As often happens in the natural course of things, only two of the four hatchlings made it to adulthood—one male, one female. Sparky kept his distance as they grew and eventually took to rearing the young boy (Blue) while Claire kept close to the girl (her name escapes me at the moment but I’m sure it was cute). Blue grew fast and strong as Sparky taught him how to employ his fan to catch what’s-her-name’s eye (with varying degrees of success). We’d often find father and son circling each other in a dizzying game of male dominance while Claire and her daughter browsed alongside the chickens in contented indifference. That indifference must’ve grown some pretty deep roots over the summer because come late August that year, both mother and daughter disappeared into the meadow and didn’t resurface.

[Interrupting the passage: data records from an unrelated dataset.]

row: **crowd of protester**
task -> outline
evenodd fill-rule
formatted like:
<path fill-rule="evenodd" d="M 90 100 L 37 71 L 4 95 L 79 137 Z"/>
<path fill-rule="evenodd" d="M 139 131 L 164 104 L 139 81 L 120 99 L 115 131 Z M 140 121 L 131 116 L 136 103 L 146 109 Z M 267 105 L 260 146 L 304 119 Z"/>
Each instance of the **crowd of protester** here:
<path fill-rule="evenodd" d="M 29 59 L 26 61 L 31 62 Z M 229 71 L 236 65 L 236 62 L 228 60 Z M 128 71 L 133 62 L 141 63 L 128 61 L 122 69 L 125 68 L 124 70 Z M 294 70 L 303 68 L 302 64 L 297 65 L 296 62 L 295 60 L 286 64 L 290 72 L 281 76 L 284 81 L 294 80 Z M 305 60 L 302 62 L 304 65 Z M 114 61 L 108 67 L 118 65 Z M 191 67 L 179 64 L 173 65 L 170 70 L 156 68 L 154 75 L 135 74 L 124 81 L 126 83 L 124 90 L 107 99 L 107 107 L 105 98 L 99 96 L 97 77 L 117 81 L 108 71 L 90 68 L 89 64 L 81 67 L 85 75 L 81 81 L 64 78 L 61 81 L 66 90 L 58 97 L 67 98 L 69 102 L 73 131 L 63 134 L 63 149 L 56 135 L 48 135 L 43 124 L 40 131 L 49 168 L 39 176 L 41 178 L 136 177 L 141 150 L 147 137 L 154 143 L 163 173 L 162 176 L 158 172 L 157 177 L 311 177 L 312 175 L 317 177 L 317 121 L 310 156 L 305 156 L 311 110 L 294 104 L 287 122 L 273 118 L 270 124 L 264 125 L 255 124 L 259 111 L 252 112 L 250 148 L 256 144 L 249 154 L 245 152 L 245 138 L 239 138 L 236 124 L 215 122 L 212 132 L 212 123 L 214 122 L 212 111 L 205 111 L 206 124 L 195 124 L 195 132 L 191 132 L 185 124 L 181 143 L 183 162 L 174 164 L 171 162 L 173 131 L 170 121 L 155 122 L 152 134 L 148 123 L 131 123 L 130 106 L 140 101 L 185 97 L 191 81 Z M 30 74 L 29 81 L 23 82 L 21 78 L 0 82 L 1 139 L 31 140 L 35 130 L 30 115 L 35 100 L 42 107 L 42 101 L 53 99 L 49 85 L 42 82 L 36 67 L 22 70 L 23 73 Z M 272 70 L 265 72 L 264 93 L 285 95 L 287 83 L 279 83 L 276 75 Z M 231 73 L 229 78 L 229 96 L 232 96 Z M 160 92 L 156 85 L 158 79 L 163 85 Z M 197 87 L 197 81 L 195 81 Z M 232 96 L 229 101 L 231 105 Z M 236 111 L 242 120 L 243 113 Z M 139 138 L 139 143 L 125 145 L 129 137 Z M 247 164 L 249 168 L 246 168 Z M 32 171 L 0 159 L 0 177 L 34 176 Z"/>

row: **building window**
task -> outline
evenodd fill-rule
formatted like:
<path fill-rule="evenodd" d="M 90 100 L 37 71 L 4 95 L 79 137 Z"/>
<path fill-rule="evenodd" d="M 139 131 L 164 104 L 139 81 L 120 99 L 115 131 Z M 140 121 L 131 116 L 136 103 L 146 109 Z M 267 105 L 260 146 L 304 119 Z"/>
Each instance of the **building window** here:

We never found a feather, a carcass, anything to indicate they’d met an violent end. They just left. I envisioned them picking their way across the neighbor’s soybean field, all their little peahen belongings tied carefully in red handkerchiefs on the end of long walking sticks, chatting about this and that as they set out for their next adventure. Sparky and Blue may have spent a few days looking for them but kept at their circling rituals until Sparky eventually got too old to play. We found him next to the old dairy barn late one summer evening, his feathered body fully intact directly below the spot where he’d perched years ago, calling out for company. Blue took to hanging out near the chicken coop, opening his fan every evening for the girls’ entertainment, like a long-running Las Vegas act. When we finally found his remains behind the old goat barn a few years later, we accepted the end of our exotic peafowl-rearing days. A year later, we started raising Boer goats for meat, but that’s another story.

I remember vividly those hot and sunny afternoons, walking an easy lap from the house down to the barns and the chicken coops, stooping to pick up the long and colorful plumes that Sparky and Blue had shed, marveling at the way the light would catch the golds and coppers buried among the green and deep teal strands, making the feather’s eye even more distinct. I don’t remember being harassed by biting flies or no-see-ums or mosquitoes (though I’m sure they were out there, hungry and searching). Just fantastic color and midsummer contentment. Funny what our minds sort out and focus on…

Five hundred feathers later, I’m perched on the apex of my memories, hearing the echoes of a sky-piercing love call and happy that I had a front row seat to one of the sweetest love stories a flock of birds could offer up.

Looking forward to you, August. And thanks for the flashback.